Hasta la humilde flor de lantana parece un cuadro de algún impresionista francés, quizás de Monet:
Los naranjas compiten con los rojos
y los amarillos brincan sobre los blancos;
algún morado furtivo se enamora también,
en un reclamo de perfumes y néctares
que las mariposas asaltan de inmediato
en su vuelo febril.
Esa sucesión de pinceladas cromáticas se mantiene a través de su visión contemplativa, estética; con ellas construye el universo íntimo de la evocación. Es el marco espacio-temporal de pasiones, sensaciones y recuerdos que encuentran resonancias en nuestro ser más íntimo. La escritora sabe, como decía Goethe, que «todo lo temporal es solamente una metáfora»; por eso maneja a su gusto y arbitrio la categoría espacio-temporal, jugando con el calendario astronómico desde su experiencia vital, mediante una serie de juegos retrospectivos que ponen en escena sus memorias, conflictos, afectos y pasiones, acontecimientos históricos y personales, tamizados por la conciencia lúcida del tiempo como metáfora de la vida.
Por el poderoso conjuro evocador de su palabra, el recuerdo y el presente se convierten en una sola cosa. Mira hacia atrás para recordar acontecimientos que alguna vez pusieron un regusto sabroso, pero no se queda anclada en la nostalgia, sino que su visión de mundo está puesta en el gozo del instante, del aquí y ahora, con miras al porvenir. Por eso este poemario, «perpetua juventud de la experiencia», está cargado de esperanza, de gozo en la plenitud del amor otoñal, y así lo expresa en «Peldaños del amor»:
Quizás porque los años se amotinan
frente a la pasión inesperada,
y el brillo que acontece,
repleto de vigor y de ternura,
nos deslumbra de nuevo,
juventud que regresa, subrepticia,
ignorando los surcos de la edad,
y trastornando todo nuestro mundo.
En cierto sentido, la palabra poética es un desafío al tiempo o a la idea del transcurrir, que es tan relativa, puesto que su enunciación fija las memorias amadas, las trae al presente y las conservará en el futuro. La palabra, entonces, no es estática, sino que tiene el poder de moverse en las regiones internas atemporales que el espíritu les confiere.

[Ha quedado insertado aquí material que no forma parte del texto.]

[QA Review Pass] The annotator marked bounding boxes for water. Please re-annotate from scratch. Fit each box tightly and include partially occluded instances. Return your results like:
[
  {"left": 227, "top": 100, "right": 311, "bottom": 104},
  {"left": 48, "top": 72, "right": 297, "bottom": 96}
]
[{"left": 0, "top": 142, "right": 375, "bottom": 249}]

La última parte está dirigida a la compasión, a la solidaridad humana, a la sororidad que se establece en las eviternas cofradías de mujeres poetas, a la emigrante que lucha por dar a sus hijos un mundo mejor; a los jóvenes que mueren por causa de las guerras, en Nicaragua o en Normandía, da igual: el resultado es el mismo. Algunos poemas son desgarradores:
La playa, largamente desnuda,
lamida por las lenguas
de la marea baja,
mostraba sus cicatrices
de cemento y acero,
allí donde tantos arrastraron las heridas
sobre la arena clara.
Allí, donde miles llegaron a morir
en una tierra que nunca vieron,
extraña muerte sin territorio propio,
huesos que migrarían sin una lápida,
acariciados solo por el mar.
El alba, solo el alba pondría su mortaja de luz
sobre los cuerpos jóvenes
que no conocerían otra mañana.
Desde la alta ventana de los años es una clave para entender, para comprender. Nos quedamos demorados en ese tiempo interior, único e irrepetible, sin precipitaciones. Antídoto ante la fugacidad de la vida, la fuerza generadora de la palabra poética nos permite abrazar un instante la ilusión de atrapar la premura del tiempo y a la vez perpetuarlo, trascenderlo. Naturalmente, el poemario no escapa a las representaciones sustanciales del tiempo, a sus referencias naturales, elementos binarios que gobiernan y dominan nuestro sistema de representaciones conceptuales: día-noche, antes-después, comienzo-fin, vida-muerte. El poemario instaura, como dice Ricoeur, un nuevo tiempo, un nuevo orden, una re-descripción del mundo. Julieta Dobles apunta directo al corazón de las cosas, estableciendo en su poesía un complejo sistema de relaciones variables en relación con el espacio físico desde su atalaya ––ventana del tiempo psicológico, fenoménico, íntimo, existencial, del que no podemos sustraernos. Como siempre, la poesía de Dobles nos involucra en el mundo de las emociones, los afectos, las reflexiones y los encuentros intersubjetivos que cada uno de nosotros, como lectores, vamos desencadenando. Constituye una experiencia psicológica, filosófica y espiritual gratificante y transformadora.